Brytyjczycy mogą przejąć dowództwo w polskiej
strefie odpowiedzialności - twierdzą brytyjskie media. Rząd w Londynie wciąż rozmawia z Amerykanami w
sprawie wysłania dodatkowych 3 tys. żołnierzy brytyjskich, którzy
mieliby zostać rozmieszczeni w punktach zapalnych w Iraku.
Według poniedziałkowego "Guardiana", nie ulega wątpliwości, że dodatkowe siły brytyjskie zostaną skierowane do Iraku zanim 30 czerwca ukonstytuują się tymczasowe władze irackie, ale generalicja nalega na premiera Tony'ego Blaira, by skierował dodatkowe siły tylko na warunkach brytyjskich, a nie amerykańskich, które prywatnie uważają za brutalne i niecelowe.

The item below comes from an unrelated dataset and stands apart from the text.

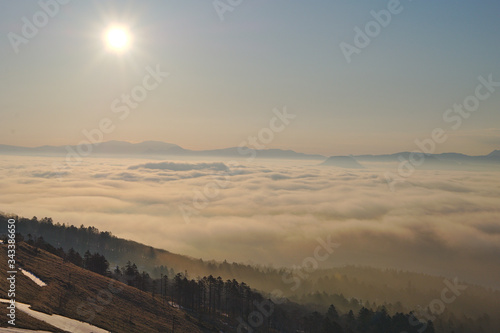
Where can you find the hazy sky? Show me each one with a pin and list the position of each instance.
(227, 76)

"Sunday Times" pisze, że brytyjskie ministerstwo obrony ma dwie opcje przywrócenia bezpieczeństwa w zapalnych punktach południowego Iraku. Pierwszy polega na rozszerzeniu zakresu odpowiedzialności Brytyjczyków poza strefę południową, na (dowodzoną przez Polaków) środkowo-południową. Obszary patrolowane obecnie przez żołnierzy kilku państw europejskich przejąłby Sojuszniczy Korpus Sił Szybkiego Reagowania pod dowództwem brytyjskim, którego siedziba mieści się w Niemczech - napisał "Sunday Times". Druga opcja wiązałaby się z wysłaniem dalszych wojsk brytyjskich, które przejęłyby z rąk Amerykanów kontrolę nad Nadżafem i Kadisiją, za które przed wycofaniem się z Iraku odpowiadali Hiszpanie.
Bez względu na to, która opcja zostanie wybrana, w obu przypadkach Brytyjczycy zamierzają zapewnić sobie "jak największy wpływ na decyzje wojskowe podejmowane przez Amerykanów, z możliwością zapobieżenia działaniom zarówno na szczeblu strategicznym, jak i operacyjnym, które zagroziłyby celom brytyjskim".
Rząd brytyjski obawia się, że amerykańska taktyka w Iraku, polegająca na pokazie siły i gotowości do jej użycia, obróci się przeciwko nim i zagrozi bezpieczeństwu sił brytyjskich stacjonujących w południowym Iraku - wynika z dokumentu brytyjskiego MSZ, który w formie przecieku zamieścił "Sunday Times".
"Twarda taktyka Amerykanów, zastosowana przed kilkoma tygodniami w Nadżafie i Faludży, utwierdziła zarówno szyitów, jak i sunnitów w opozycji do koalicji i naraziła nas na utratę poparcia irackiej opinii. Wynikiem było przeniesienie się walk do południowego Iraku" - napisano w memorandum.